Page:Revue des Deux Mondes - 1922 - tome 11.djvu/141

La bibliothèque libre.
Le texte de cette page a été corrigé et est conforme au fac-similé.


12 septembre 1918.

... Je me faisais des réflexions identiques aux tiennes quelque peu inquiètes, lorsque, je reçois ce message du maréchal Foch : Thiaucourt est pris !

C’est splendide. Voilà la poche de Saint-Mihiel vidée d’un coup et nous allons avoir une bonne base pour agir contre Metz et le bassin de Briey. Décidément, Dieu est avec nous.

En prévision (parait-il) des succès à exploiter, je suis mis en réserve à la date de demain. Il n’y avait plus place, en effet, pour deux, par ici, et je suis depuis plusieurs jours déjà à la barrière qui m’était assignée comme limite de ma course [1]...

... Où irai-je ? c’est l’inconnu : toutes les cervelles sont aux champs...


6 octobre 1918.

... Le récit de ton voyage à travers les Flandres m’a vivement intéressé. Je suis heureux de savoir que ces coins si jolis de la pauvre Belgique qui se voient autour de Furnes ont conservé leur physionomie si particulière. Tu évoques avec vérité l’aspect des lieux, le caractère général du pays dans sa mélancolique lumière.

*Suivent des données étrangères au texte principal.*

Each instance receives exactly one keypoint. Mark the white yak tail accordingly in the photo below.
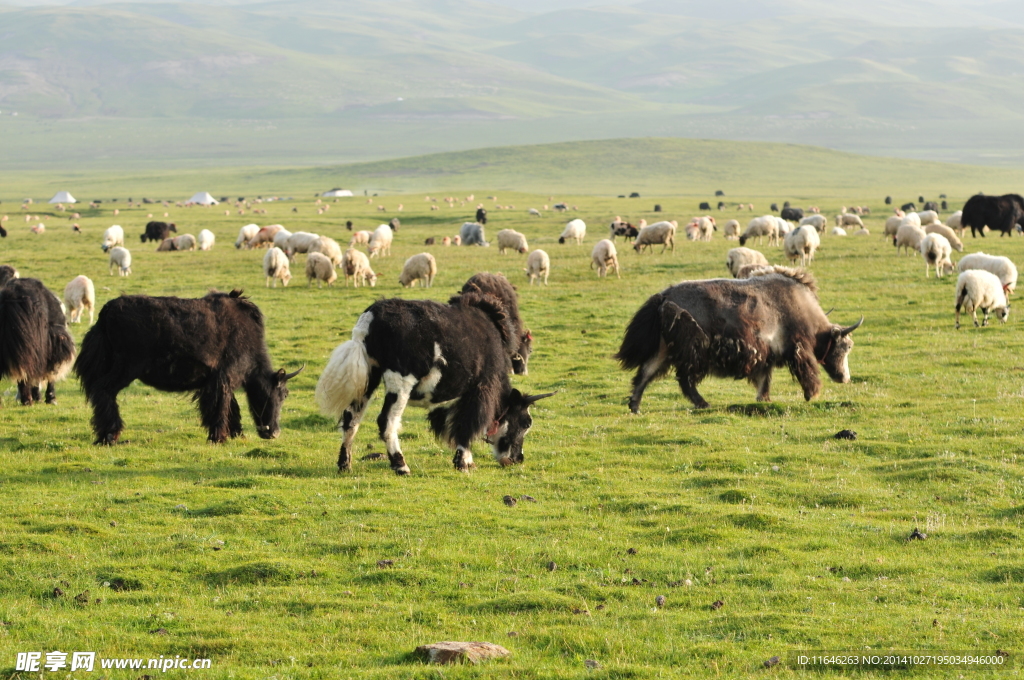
(345, 379)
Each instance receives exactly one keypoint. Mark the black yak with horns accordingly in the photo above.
(210, 346)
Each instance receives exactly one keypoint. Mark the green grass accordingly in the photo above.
(258, 555)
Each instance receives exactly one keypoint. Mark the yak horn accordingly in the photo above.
(850, 329)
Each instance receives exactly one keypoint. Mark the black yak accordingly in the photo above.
(35, 344)
(209, 346)
(452, 358)
(158, 231)
(999, 213)
(499, 286)
(735, 329)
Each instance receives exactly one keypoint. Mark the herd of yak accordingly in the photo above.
(453, 358)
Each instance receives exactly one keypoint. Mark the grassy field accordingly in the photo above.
(259, 556)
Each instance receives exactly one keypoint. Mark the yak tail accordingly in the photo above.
(643, 335)
(346, 377)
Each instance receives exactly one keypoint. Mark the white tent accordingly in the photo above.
(62, 197)
(203, 199)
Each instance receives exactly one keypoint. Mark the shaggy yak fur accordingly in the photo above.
(739, 329)
(452, 358)
(35, 344)
(210, 346)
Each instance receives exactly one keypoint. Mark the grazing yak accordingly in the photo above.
(501, 288)
(737, 329)
(157, 231)
(210, 346)
(452, 358)
(35, 344)
(999, 213)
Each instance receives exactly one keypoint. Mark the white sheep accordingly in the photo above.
(120, 258)
(801, 243)
(977, 289)
(80, 294)
(950, 236)
(604, 257)
(206, 240)
(321, 267)
(936, 250)
(422, 267)
(380, 241)
(511, 239)
(246, 235)
(574, 229)
(761, 226)
(908, 237)
(275, 266)
(538, 266)
(1001, 266)
(328, 247)
(184, 242)
(114, 236)
(356, 266)
(658, 232)
(731, 229)
(740, 257)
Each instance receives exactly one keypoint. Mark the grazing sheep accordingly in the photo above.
(265, 236)
(604, 257)
(422, 267)
(1001, 266)
(380, 241)
(206, 240)
(817, 221)
(740, 257)
(80, 294)
(246, 235)
(511, 239)
(574, 229)
(328, 247)
(538, 266)
(114, 236)
(120, 258)
(356, 266)
(761, 226)
(950, 236)
(321, 267)
(731, 229)
(184, 242)
(908, 237)
(977, 289)
(658, 232)
(801, 243)
(275, 266)
(936, 250)
(471, 234)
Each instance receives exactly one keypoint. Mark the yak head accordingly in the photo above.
(265, 400)
(507, 433)
(837, 357)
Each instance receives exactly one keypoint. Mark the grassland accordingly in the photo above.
(259, 556)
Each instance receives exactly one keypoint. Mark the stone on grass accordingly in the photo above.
(460, 652)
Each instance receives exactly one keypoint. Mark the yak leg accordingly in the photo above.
(215, 407)
(398, 390)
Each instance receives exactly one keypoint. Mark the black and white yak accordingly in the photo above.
(499, 286)
(739, 329)
(210, 346)
(999, 213)
(35, 344)
(452, 358)
(158, 231)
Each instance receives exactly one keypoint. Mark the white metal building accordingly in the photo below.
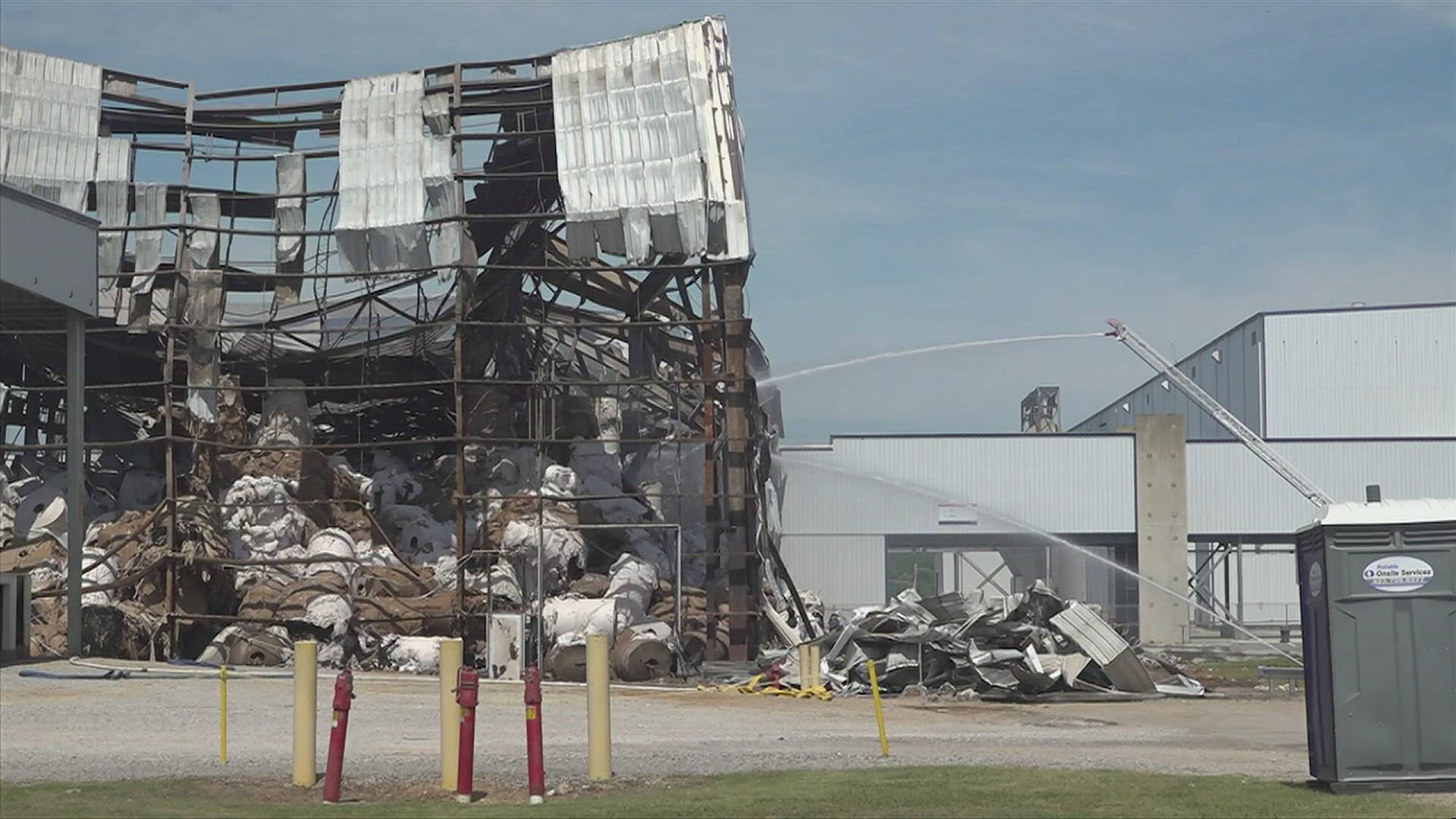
(1350, 397)
(1350, 372)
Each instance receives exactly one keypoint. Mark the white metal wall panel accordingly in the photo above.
(383, 158)
(1228, 368)
(1065, 484)
(1231, 491)
(50, 111)
(821, 499)
(845, 570)
(650, 148)
(1362, 373)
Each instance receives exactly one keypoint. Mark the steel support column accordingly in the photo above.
(74, 474)
(743, 564)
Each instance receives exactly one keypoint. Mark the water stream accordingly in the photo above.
(924, 352)
(1043, 534)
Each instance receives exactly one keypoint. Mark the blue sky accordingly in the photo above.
(925, 174)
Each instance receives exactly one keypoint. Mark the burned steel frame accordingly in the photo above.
(487, 349)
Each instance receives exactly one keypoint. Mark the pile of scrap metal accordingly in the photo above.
(1034, 648)
(299, 547)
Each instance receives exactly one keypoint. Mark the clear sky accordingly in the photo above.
(925, 174)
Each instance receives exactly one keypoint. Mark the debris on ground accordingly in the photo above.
(1027, 649)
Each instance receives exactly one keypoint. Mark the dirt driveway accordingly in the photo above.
(83, 730)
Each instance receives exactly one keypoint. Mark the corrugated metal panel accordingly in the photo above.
(1362, 373)
(1231, 491)
(845, 570)
(383, 156)
(820, 499)
(50, 111)
(1228, 368)
(650, 148)
(1060, 483)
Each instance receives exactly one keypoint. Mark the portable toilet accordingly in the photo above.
(1378, 610)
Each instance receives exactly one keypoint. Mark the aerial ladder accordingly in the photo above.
(1263, 450)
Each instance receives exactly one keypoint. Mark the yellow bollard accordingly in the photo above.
(305, 711)
(599, 708)
(223, 739)
(880, 710)
(452, 654)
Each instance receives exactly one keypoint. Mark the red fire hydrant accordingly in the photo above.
(535, 764)
(468, 694)
(343, 695)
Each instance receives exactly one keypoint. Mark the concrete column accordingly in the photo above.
(1163, 525)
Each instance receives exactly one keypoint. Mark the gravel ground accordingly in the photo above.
(92, 730)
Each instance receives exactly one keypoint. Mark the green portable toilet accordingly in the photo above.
(1378, 608)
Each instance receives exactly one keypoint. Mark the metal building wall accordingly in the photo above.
(842, 500)
(1057, 483)
(845, 570)
(1228, 368)
(1362, 373)
(1234, 493)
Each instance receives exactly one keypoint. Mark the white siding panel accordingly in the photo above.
(846, 570)
(50, 110)
(650, 148)
(1231, 491)
(1232, 379)
(1362, 373)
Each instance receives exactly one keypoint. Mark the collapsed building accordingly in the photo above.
(450, 352)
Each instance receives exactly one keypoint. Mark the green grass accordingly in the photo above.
(1245, 672)
(880, 792)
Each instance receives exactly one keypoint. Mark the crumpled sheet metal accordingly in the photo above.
(1040, 648)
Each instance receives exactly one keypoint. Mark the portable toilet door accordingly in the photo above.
(1378, 610)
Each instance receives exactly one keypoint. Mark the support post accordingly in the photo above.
(1163, 525)
(452, 653)
(743, 566)
(221, 682)
(599, 708)
(305, 713)
(880, 710)
(74, 475)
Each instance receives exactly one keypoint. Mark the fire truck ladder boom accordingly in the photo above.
(1263, 450)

J’ai revu avec exactitude Hochstædt, Hondschoote, Nordwleteren, Wœsten... la Lovie.

Ce que tu me dis de l’armée belge est extrêmement intéressant. Qu’il est heureux pour sa renommée que ce soit sur une rentrée en action de ces braves gens que les Boches se mettent à genoux !

Pour ce noble petit pays, quelles glorieuses pages de son histoire que le premier et le dernier jour de la guerre !

Car c’est la fin. En demandant l’armistice, le Boche avoue sa défaite. Ou il acceptera nos conditions qui, je l’espère, seront les exigeantes sanctions que nous sommes en droit d’imposer, — ou, les trouvant trop lourdes, il tentera un coup de désespoir. Dans ce dernier cas, ce sera Iéna, car il n’est pas d’armée qui puisse croire à la victoire après un pareil aveu.

Je croirais plutôt que le Boche ne voudra pas compromettre le prestige de ses armes. Et puis il aura besoin de son armée pour maintenir ses institutions. Oui, j’ai grand peur que nous n’ayons pas la joie de la victoire écrasante, après laquelle le vaincu est en complète agonie.

  1. Ligne Hindenburg, devant Saint-Quentin.